Fazer aparecer o monólito é deixar sempre à mostra a salvaguarda da memória, dos fatos que não podem ser esquecidos. O marco, como índice de algo que precisa ser reconhecido é feito de granito oblongo, signo a ser reconhecido por todos. Por meio desse exemplo procura-se estabelecer um modo desses resultados servirem para elucidar com maior ênfase algo que passa no interior dessa arquitetura digital, apontando discussões e conceitos, trazendo à luz o que se encontra obscurecido num primeiro relance, subentendido por uma grande parte do plano representativo, tornando-se necessário desocultar.

Discussão

Há inevitavelmente um embate causado pelo modelo porque muitos fundamentos ou conceitos de arquitetura encontram-se fragilizados. A perturbação ocorre pelos níveis extremos de resultados, espaços surreais, excêntricos, surgidos na composição do lugar. A partir do contexto do massacre dos judeus na Ucrânia, os autores procuraram desenvolver aspectos psicológicos no que tange ao horror e a piedade. Todo o tipo de violência ocorrido no passado e da memória da catástrofe, das atrocidades que estão registradas em centenas de fotografias e vídeos pelo mundo, revelando toda a intransigência e intolerância, violência desmedida. Os horrores do passado e do presente são uma memória indelével, e o projeto experimental proposto pelo Kokkugia trata de um memorial em alusão aos horrores desse holocausto. Parte do princípio do monumento não apenas como um marco, mas como um objeto construído, trazendo o aspecto imersivo da lembrança. Esse projeto especulativo reconsidera o monumento como objeto arquitetônico, um espaço que emerge da paisagem e é esculpido como monólito.
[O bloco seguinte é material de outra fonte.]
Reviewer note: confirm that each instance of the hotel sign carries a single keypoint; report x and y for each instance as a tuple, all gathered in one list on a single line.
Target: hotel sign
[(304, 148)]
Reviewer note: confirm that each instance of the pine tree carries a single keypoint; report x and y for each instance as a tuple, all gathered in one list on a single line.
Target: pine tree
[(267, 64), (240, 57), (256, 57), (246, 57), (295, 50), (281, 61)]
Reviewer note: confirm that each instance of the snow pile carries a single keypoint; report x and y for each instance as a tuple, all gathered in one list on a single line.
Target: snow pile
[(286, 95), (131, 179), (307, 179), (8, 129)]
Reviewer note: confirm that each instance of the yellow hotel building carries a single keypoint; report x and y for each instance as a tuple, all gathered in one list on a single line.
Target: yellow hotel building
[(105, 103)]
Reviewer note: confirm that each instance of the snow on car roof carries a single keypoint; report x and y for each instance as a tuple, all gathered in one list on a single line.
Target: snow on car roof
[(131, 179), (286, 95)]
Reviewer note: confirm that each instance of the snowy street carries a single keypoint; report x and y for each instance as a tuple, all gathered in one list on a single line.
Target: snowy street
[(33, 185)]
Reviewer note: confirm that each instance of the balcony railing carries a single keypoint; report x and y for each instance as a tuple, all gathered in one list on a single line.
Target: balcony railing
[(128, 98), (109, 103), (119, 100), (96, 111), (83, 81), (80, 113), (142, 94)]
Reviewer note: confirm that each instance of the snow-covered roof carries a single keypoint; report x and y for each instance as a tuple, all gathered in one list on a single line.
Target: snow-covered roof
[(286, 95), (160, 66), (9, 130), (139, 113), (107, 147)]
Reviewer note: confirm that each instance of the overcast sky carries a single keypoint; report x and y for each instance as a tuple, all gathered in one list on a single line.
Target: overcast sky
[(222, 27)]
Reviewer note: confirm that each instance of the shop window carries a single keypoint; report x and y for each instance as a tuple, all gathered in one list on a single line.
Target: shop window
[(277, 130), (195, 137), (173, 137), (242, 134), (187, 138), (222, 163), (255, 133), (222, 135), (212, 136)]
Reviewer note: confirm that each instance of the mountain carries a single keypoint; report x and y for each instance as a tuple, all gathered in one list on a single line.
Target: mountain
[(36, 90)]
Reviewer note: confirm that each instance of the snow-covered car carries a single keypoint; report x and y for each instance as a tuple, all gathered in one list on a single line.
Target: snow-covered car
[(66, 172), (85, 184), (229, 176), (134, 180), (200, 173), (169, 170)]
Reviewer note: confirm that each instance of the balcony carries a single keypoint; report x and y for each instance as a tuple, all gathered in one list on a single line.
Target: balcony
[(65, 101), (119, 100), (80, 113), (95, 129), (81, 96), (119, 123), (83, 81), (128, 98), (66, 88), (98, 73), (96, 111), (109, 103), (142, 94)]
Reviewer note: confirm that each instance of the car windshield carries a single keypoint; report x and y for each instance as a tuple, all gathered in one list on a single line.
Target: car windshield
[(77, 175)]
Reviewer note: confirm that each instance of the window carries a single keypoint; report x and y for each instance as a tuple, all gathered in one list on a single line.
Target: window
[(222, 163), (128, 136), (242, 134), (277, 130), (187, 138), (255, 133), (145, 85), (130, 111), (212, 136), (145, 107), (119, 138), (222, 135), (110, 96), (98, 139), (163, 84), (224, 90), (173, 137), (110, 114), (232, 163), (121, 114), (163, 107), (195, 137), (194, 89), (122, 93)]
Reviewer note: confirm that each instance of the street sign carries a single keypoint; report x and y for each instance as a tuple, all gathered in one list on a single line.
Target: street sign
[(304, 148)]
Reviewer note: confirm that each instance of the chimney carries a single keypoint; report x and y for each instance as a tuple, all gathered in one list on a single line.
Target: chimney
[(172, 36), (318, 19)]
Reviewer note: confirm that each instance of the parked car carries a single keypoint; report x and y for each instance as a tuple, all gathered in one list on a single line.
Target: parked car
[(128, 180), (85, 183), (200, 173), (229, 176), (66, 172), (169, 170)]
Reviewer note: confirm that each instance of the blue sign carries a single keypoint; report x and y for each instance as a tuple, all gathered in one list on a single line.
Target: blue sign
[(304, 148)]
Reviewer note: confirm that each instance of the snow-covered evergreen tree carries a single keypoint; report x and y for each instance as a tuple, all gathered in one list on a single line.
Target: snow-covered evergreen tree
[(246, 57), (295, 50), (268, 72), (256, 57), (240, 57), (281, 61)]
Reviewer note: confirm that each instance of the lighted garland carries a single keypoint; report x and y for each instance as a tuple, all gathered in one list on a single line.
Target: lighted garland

Os autores do projeto criam condições para impregnar um sentimento que compreende mesmo um vazio existencial: como as pessoas podem se dar conta da perda de sentido para as coisas, uma reflexão sobre a vida, de como as pessoas podem ser mais conscientes e tolerantes, e ao final, tornarem esse mundo melhor.


Keywords


semiótica, modelo digital, análise, arquitetura digital.